One point of vocabulary. The bottleneck-weighted index is a reweighting of equities. The control-point map is a separate object that rates materials and chokepoints on the same critical-to-low scale. They share the scale and the reasoning, and they are different things: one tilts a stock index, the other maps a supply chain.

Frequently asked questions

What does the bottleneck-weighted index measure?

It measures the frontier-stack equity universe weighted by supply risk. It takes the same companies as the composite index and tilts their weights towards those most exposed to a supply-chain chokepoint, so the index leans towards the points where a disruption would do the most damage.

How is it different from the composite index?

It holds the same companies as the composite, on the same eligibility rules. The composite weights by market value; the bottleneck index multiplies each weight by a factor set by the company's supply-risk rating. Against a market-value weighting of the same universe, the supply-risk tilt is the only difference. The published composite is also aggregated from its four sub-indices rather than held as one basket, so the clean comparison is to that plain market-value weighting.

How does a company get its bottleneck rating?

By judgment, not formula. Each company is rated critical, high, medium, or low on how concentrated its position is and how hard it would be to substitute, with the reasoning and a confidence level recorded. Critical is a sole-source monopoly; low is a commodity position in a competitive field.

Is the bottleneck rating taken from the control-point map?

No, though they share a scale and a method. The control-point methodology rates concentration at the level of materials; the bottleneck rating rates it at the level of companies. A company's rating is the analyst's own judgment of its exposure, reasoned the same way, not a figure computed from the material map.
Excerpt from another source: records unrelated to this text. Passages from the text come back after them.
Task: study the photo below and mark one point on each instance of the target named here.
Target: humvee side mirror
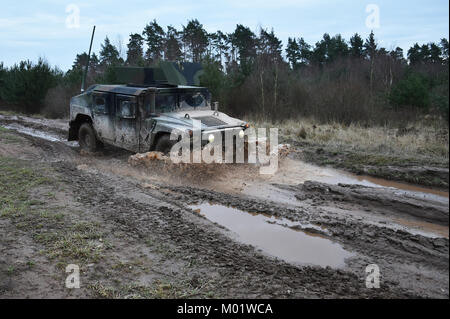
(153, 105)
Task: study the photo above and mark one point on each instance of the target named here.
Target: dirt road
(206, 231)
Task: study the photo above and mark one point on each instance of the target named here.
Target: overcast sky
(49, 29)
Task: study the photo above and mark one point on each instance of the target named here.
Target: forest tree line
(335, 79)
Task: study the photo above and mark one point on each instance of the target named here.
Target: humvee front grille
(210, 121)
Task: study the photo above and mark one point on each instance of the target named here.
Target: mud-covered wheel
(164, 144)
(87, 139)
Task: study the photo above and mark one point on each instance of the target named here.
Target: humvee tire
(87, 139)
(164, 144)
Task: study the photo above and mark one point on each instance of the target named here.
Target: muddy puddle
(52, 137)
(277, 237)
(295, 172)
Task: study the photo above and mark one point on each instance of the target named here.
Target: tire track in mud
(240, 269)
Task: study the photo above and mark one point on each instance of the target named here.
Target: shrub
(25, 85)
(411, 91)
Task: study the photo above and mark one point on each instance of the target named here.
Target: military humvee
(140, 114)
The two are aligned in method and maintained separately.

Why are the multipliers set where they are?

The multipliers, four for critical down to one for low, express a judgment that more concentrated, less substitutable positions should weigh more, and roughly by how much. They are an analytical choice, not an empirically measured quantity, which is why the index is read as a directional signal rather than a precise number.

Why is the index called a directional signal and not a headline number?

The multipliers are a chosen scale. The index shows reliably where supply risk concentrates and which way the weighting leans, but the size of the tilt rests on chosen factors, so the magnitude should be read as indicative.

Does a critical company dominate the index?

No. A single-name cap of five per cent limits how far any one amplified company can pull the weighting, so even the largest holding is held to that ceiling. The realised tilt away from a market-value index is modest and contained.